何雨柱把筷子往桌上一拍,发出“啪”的一声脆响。
不过脸上倒是没什么怒气,反而带着点不屑。
“他现在自个儿的屁股都快着火了,哪还有空管我?”
“你想想,他当着那么多人的面吐血昏倒,这人丢得多大?厂里那些平日里看他不顺眼的,背地里指不定怎么笑话他。”
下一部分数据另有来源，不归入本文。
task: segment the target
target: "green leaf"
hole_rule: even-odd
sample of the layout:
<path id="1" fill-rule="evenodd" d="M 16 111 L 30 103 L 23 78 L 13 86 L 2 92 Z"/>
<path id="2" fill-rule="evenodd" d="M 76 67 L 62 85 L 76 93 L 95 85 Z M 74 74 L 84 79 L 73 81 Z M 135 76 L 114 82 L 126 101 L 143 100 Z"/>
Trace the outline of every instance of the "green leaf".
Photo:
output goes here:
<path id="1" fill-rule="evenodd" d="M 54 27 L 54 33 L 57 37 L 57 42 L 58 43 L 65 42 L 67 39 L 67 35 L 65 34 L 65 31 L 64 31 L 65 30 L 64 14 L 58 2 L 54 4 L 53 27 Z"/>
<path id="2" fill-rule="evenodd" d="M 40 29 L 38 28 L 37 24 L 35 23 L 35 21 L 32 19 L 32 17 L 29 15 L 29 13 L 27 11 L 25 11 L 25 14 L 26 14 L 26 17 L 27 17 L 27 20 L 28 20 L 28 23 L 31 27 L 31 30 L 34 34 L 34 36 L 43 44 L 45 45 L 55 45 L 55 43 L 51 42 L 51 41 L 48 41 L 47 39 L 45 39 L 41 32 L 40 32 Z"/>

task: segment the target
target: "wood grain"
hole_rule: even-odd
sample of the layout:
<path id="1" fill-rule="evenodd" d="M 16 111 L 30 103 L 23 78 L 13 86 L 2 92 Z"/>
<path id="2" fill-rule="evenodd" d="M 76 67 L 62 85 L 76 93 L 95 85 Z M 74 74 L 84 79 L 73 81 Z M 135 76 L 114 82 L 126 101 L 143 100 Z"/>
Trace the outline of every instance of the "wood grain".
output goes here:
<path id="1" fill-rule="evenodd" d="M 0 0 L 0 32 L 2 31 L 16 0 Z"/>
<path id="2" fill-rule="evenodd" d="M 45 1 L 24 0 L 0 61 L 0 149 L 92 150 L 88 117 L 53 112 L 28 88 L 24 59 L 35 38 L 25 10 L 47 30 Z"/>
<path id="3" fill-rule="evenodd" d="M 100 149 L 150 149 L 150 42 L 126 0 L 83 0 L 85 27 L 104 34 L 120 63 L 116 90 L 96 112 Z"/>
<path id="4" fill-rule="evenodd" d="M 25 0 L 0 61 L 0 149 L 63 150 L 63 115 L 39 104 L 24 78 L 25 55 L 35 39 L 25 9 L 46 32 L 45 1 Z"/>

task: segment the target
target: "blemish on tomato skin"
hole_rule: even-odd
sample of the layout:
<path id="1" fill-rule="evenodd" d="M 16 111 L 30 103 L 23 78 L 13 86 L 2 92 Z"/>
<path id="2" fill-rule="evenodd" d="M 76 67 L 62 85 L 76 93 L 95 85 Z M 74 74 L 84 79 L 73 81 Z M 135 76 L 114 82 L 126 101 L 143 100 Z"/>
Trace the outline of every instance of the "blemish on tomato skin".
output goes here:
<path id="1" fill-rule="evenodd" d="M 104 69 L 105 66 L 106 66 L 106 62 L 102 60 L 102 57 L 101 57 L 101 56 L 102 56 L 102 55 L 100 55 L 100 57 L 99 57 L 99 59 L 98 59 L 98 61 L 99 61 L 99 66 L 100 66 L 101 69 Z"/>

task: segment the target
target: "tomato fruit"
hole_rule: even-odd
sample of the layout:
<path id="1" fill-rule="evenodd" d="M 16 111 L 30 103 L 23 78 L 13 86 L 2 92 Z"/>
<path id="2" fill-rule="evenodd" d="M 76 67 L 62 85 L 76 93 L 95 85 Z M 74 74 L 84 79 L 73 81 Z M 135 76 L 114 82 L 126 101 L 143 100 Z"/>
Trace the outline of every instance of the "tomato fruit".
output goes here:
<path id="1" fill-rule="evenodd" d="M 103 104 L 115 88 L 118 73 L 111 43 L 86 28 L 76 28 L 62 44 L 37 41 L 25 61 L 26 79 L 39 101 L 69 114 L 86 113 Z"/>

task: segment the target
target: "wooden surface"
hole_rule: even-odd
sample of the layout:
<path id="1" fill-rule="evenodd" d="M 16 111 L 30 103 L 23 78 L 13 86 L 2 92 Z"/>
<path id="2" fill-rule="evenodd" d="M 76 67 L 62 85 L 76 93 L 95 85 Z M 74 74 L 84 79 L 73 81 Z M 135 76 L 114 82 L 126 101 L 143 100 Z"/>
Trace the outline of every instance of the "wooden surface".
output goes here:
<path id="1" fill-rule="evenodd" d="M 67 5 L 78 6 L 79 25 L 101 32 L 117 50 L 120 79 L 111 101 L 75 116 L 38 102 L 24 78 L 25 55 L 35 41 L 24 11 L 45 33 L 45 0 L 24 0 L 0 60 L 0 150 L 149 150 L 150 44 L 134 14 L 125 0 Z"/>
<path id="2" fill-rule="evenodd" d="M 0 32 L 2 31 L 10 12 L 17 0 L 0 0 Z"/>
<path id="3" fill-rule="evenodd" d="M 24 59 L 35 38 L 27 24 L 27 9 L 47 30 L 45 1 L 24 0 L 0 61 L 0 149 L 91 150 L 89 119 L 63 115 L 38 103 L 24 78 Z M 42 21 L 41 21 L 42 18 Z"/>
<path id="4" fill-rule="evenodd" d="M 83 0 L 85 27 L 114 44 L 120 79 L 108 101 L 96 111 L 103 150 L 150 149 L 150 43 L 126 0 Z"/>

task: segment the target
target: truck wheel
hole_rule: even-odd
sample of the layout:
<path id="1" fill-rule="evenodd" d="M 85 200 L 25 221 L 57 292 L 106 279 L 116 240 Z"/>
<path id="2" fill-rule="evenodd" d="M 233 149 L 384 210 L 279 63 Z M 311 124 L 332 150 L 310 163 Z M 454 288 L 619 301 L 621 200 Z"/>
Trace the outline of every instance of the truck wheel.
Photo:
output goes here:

“他现在最要紧的,是赶紧回车间,把他那七级钳工的威风重新竖起来,镇住场子。”
“不然,围着他的那个小圈子,人心都得散了!”
何雨柱顿了顿,语气里满是底气:“至于我这边,他想找茬,也得有那个本事。”
“只要我这楼盖得又快又好,质量上挑不出半点毛病,他能怎么样?只能在车间里干瞪眼。”
“你得明白个道理,小凤。”
何雨柱看着秦凤,一字一句地说:“在实打实的功劳面前,他那些藏在桌子底下的算计,连个响儿都听不见。”
秦凤和何雨水听完,心里那点悬着的不安,总算是落地。
是啊,自家男人(哥哥)现在管着那么大工程,只要把事情办得漂亮,谁也奈何不了他。
何雨柱看着家人脸上的愁云散去,心里也舒坦,夹起一块肉放进嘴里,慢慢嚼着,眼神却飘向窗外。
易中海?
老东西,你最好别来惹我。
你要是安安分分在车间当你的七级钳工,咱们井水不犯河水。
可你要是敢把手伸到我这边来……何雨柱的嘴角咧了咧。
那可就别怪我让你知道知道,什么叫时代的铁拳!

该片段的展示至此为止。